All the child was asking is to be listened to, for their feelings and views to be heard — but she was dismissed. No one in the system was listening to her.
On Wednesday night, this young person took their own life. The parents were not allowed to see the young person due to Covid-19 restrictions, while in care; and now their separation is irreversible. For me, as a mother whose child has been through the care system and as an advocate, it’s important to echo that child’s voice and to carry their story forward.
Never off the clock
If a professional were to get the phone call I got on Wednesday night, they may not have picked up the phone, or might not have dealt with her death until Thursday morning due to their working hours. But I never consider myself off the clock. Because of my life experience, I must be on call 24/7. I might have chosen to be driven by work and having a good job. But because of the life journey I have been on, it’s injustice that drives me. To me, being a professional and being present as one parent with another: these things are all wrapped up together.
The problem of children who are not heard was there long before Covid-19.
But now with the pandemic, certain professionals have become even more lackadaisical about their responsibilities. Covid-19 has become a societal excuse for delays.
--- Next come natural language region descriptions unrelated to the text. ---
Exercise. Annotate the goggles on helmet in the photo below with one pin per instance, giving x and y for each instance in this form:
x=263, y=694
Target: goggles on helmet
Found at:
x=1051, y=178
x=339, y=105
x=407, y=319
But children who are 12, 13 or 14 just do not understand delays that impact their whole lives. The government guidance about Covid-19 aims to take the risk to life very seriously. But families in the child protection system also face great danger that we need to take just as seriously. There is harm that can never be undone.
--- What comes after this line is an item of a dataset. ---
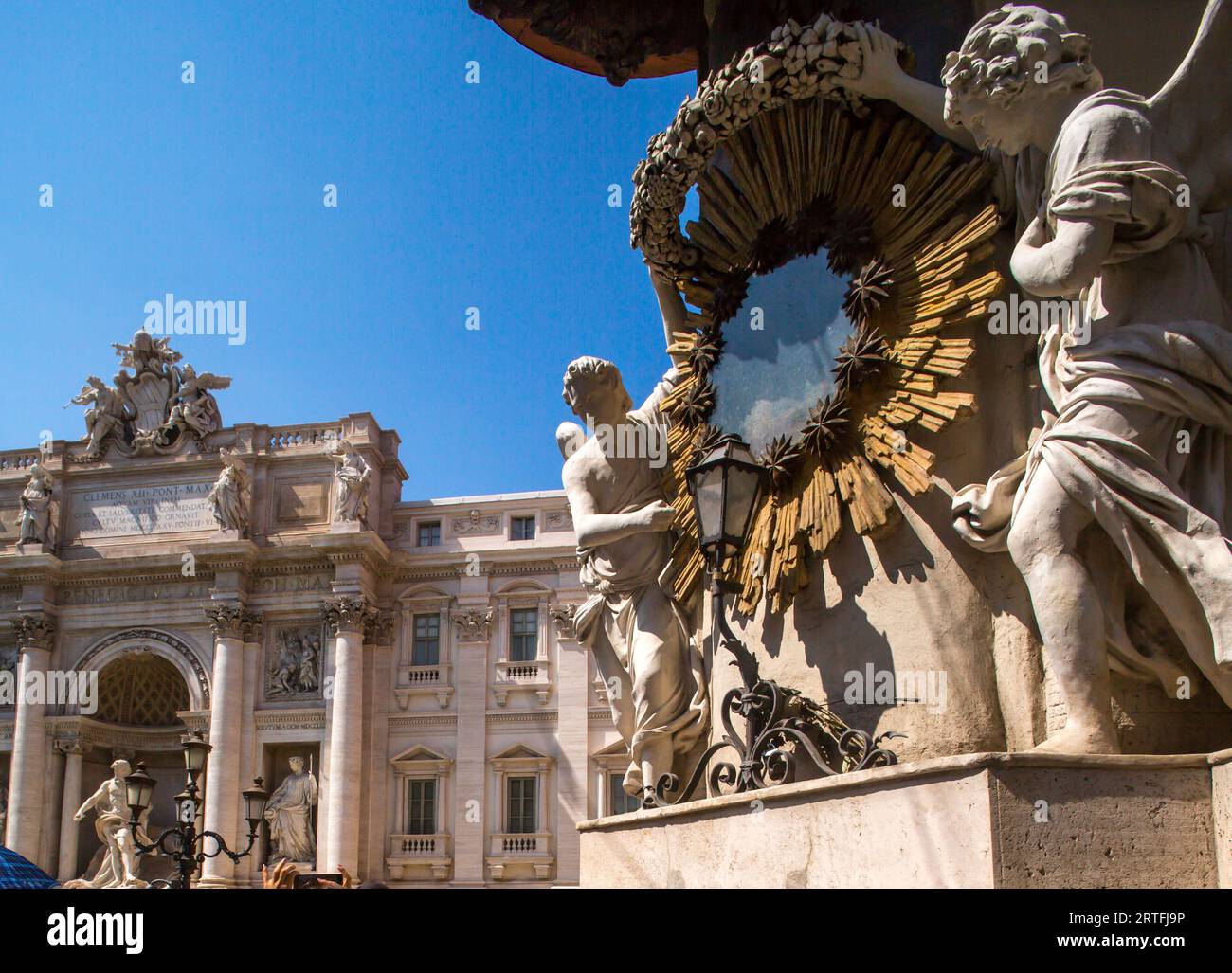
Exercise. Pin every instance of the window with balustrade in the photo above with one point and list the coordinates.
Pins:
(522, 635)
(426, 643)
(521, 814)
As a parent-to-parent advocate, I always want to be sympathetic and human. At the same time, my professional training helps me to bridge gaps between parents and professionals. I try to help parents ensure that their basic needs are met. Social services often do not even consider Maslow’s hierarchy of needs. When parents are struggling without decent housing or food, how can they meet their children’s emotional needs? Therefore, one of my values is to offer parents recognition that their needs are not being met. These values have been imprinted on me by what I have gone through.
My approach is different from the one professionals use, but I know it works. In my past six years of being a parental advocate, I have been able to reunite so many parents and children. So again, before I end, I would like us to return to those most basic but important questions of values and remind ourselves:
As professionals and human beings what are our values? What shapes you as a human? What shapes you as a professional? What are the core values of the profession that you practice under? Are you modelling your values?